Une compagnie de théâtre engagée dans son époque

Depuis près d’une quinzaine d’années, le groupe Vertigo développe une ligne autant politique qu’artistique en traitant de thématiques sociales, sociétales et politiques telles le féminisme, les rapports entre les hommes et les femmes, l’anti-capitalisme ou les injonctions de genre. « L’envie était de porter un propos politique en passant par la narration », déclare Guillaume Doucet. Rappelons le spectacle Europeana, à l’origine de la création de la compagnie, qui restituait dans un imbroglio savamment orchestré l’histoire du XXe siècle. Avec un ton incisif et hilarant, le directeur artistique a juxtaposé les événements passés au cours du siècle avec absurdité et vivacité.

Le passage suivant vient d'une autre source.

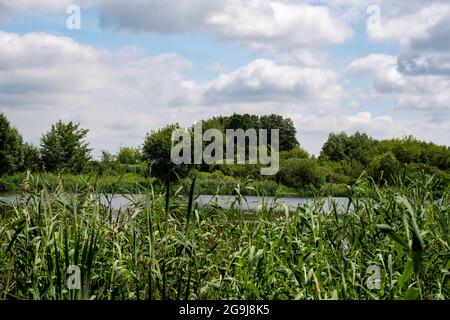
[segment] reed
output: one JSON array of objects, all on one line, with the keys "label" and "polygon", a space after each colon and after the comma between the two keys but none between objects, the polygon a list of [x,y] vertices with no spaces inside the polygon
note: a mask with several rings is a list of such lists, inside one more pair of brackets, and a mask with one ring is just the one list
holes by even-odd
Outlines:
[{"label": "reed", "polygon": [[[243,190],[264,190],[246,184],[232,209],[198,207],[194,179],[187,190],[142,186],[113,210],[87,182],[73,193],[30,179],[21,200],[0,205],[1,299],[450,296],[449,192],[435,194],[432,177],[397,190],[361,179],[330,212],[318,198],[255,213],[240,209]],[[73,266],[80,289],[67,285]]]}]

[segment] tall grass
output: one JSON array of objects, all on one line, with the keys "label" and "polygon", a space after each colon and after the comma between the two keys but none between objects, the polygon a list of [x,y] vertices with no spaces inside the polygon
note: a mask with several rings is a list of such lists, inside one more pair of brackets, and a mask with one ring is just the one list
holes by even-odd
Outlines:
[{"label": "tall grass", "polygon": [[[187,190],[142,187],[123,210],[86,185],[34,181],[0,205],[0,297],[448,299],[449,193],[433,183],[418,176],[389,191],[365,179],[347,207],[328,212],[317,199],[249,214],[198,207],[195,179]],[[238,202],[245,188],[235,187]],[[81,289],[67,286],[71,266]]]}]

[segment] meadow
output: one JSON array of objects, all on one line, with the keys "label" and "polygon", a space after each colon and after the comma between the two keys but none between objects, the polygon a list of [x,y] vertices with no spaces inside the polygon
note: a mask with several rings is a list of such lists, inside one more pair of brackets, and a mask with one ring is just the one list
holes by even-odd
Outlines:
[{"label": "meadow", "polygon": [[[120,211],[89,183],[29,180],[0,206],[1,299],[450,298],[449,192],[424,174],[396,189],[360,179],[349,206],[318,197],[294,212],[200,208],[195,178],[143,185],[145,200]],[[246,188],[265,192],[236,185],[236,201]]]}]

Le bug du millenium côtoyait l’attentat de Sarajevo, et la création de l’État d’Israël s’entretenait avec l’apparition de la poupée Barbie… Drôle, mais cinglant.

En 2009, la pièce Pour rire, pour passer le temps exposait quant à elle la représentation de la violence et les mécanismes de la soumission à l’autorité. Love & Information en 2016 et Black Mountain en 2019 abordaient les relations hommes-femmes. Le premier dressait un état des lieux du monde contemporain à travers le prisme de l’amour et de l’information tandis que le second traitait de la trahison au sein d’un couple. Et en 2018, Pronom mettait en scène l’histoire d’un adolescent transgenre.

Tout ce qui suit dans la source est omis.